Sera’s remaining three sisters followed close on the countess’s heels, the warning in their respective wide-eyed gazes a clear indication that something had happened, and it was not a good something. Sesily, the sister closest in age to Seraphina, was shaking her head dramatically over their mother’s right shoulder, while Seleste and Seline, numbers three and four of the quintet, appeared to be aiming for meaningful stares.
Though Sera could not for the life of her divine what meaning those stares were meant to have.
And then the countess spoke, outrage shaking the words from her. “Has he had you?”
Sera’s jaw dropped at the crass question. “What?”
Seline and Seleste gasped their shock as Sesily’s eyes went wide. For her part, Sophie went stick straight, immediately reaching to take Sera’s hand. “Mother!”
The countess did not look at her youngest daughter, focused entirely on her eldest. “Now is no time for propriety. Answer the question.”
Sera was speechless.
Sesily—darling, loyal Sesily—leapt into the fray. “Have you gone mad, Mother?
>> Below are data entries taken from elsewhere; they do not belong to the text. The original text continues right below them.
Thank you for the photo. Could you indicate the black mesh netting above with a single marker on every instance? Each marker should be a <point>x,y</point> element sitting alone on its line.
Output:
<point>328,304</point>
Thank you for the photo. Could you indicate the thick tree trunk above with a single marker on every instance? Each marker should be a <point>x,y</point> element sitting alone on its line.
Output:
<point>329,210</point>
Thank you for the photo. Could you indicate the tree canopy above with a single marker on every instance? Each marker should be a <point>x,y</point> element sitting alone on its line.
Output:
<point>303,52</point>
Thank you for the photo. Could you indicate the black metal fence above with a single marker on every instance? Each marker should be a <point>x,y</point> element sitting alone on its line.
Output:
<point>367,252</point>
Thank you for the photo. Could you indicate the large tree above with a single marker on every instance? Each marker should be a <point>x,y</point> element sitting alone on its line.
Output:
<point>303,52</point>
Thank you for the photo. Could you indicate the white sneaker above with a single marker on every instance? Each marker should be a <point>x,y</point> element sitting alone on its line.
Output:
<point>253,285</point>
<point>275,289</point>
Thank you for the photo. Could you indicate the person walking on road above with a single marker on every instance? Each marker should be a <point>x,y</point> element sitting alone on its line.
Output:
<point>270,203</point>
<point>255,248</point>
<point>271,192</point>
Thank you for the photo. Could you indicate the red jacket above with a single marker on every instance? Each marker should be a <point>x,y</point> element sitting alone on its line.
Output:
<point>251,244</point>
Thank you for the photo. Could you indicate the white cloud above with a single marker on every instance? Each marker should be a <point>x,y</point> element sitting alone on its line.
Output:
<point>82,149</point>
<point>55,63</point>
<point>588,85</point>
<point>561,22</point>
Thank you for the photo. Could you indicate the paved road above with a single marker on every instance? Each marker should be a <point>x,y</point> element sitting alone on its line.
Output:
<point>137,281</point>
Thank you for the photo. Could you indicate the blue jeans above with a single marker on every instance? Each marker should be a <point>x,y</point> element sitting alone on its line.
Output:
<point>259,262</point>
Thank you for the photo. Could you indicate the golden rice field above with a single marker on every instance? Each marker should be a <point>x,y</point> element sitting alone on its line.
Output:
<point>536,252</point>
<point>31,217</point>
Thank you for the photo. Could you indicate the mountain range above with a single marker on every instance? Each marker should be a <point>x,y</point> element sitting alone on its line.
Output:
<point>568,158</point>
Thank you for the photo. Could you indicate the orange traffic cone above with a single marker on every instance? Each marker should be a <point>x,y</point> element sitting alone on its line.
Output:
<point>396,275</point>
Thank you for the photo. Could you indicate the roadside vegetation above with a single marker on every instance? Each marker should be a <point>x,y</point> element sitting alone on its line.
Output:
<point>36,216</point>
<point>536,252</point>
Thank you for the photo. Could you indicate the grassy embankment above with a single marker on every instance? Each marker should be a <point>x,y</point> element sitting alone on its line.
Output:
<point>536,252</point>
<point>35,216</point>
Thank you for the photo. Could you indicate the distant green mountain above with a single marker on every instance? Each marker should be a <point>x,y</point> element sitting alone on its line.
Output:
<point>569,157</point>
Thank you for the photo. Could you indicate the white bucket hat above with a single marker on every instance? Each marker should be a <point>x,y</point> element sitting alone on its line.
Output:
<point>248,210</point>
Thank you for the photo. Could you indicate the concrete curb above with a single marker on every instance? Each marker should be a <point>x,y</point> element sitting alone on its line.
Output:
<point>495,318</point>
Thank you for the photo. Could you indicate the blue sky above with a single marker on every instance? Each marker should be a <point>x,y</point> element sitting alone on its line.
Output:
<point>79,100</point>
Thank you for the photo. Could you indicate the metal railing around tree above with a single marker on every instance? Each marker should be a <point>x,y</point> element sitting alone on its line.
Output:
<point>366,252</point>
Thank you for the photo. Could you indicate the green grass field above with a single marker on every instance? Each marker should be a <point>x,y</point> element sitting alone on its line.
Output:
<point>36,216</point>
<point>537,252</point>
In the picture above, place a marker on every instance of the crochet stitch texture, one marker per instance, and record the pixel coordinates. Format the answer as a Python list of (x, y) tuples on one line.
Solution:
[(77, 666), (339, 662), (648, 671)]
Who are you even referring to?”
The countess did not hesitate. “The Duke of Haven. And now that is clear, let me ask again, and you would do well to answer me, Seraphina. Has he had you?”
Sera closed her mouth. “No.”
The countess watched her for an interminably long silence before Sophie stood. “They are in love.”
The countess laughed, high and shrill and unpleasant. “Has he said so?” The question landed like a blow. Sera pressed her lips together, and her mother read the answer without it having to be spoken. “Of course he hasn’t.”
The countess turned away with a violent twist. “Dammit, Sera. What have you done?”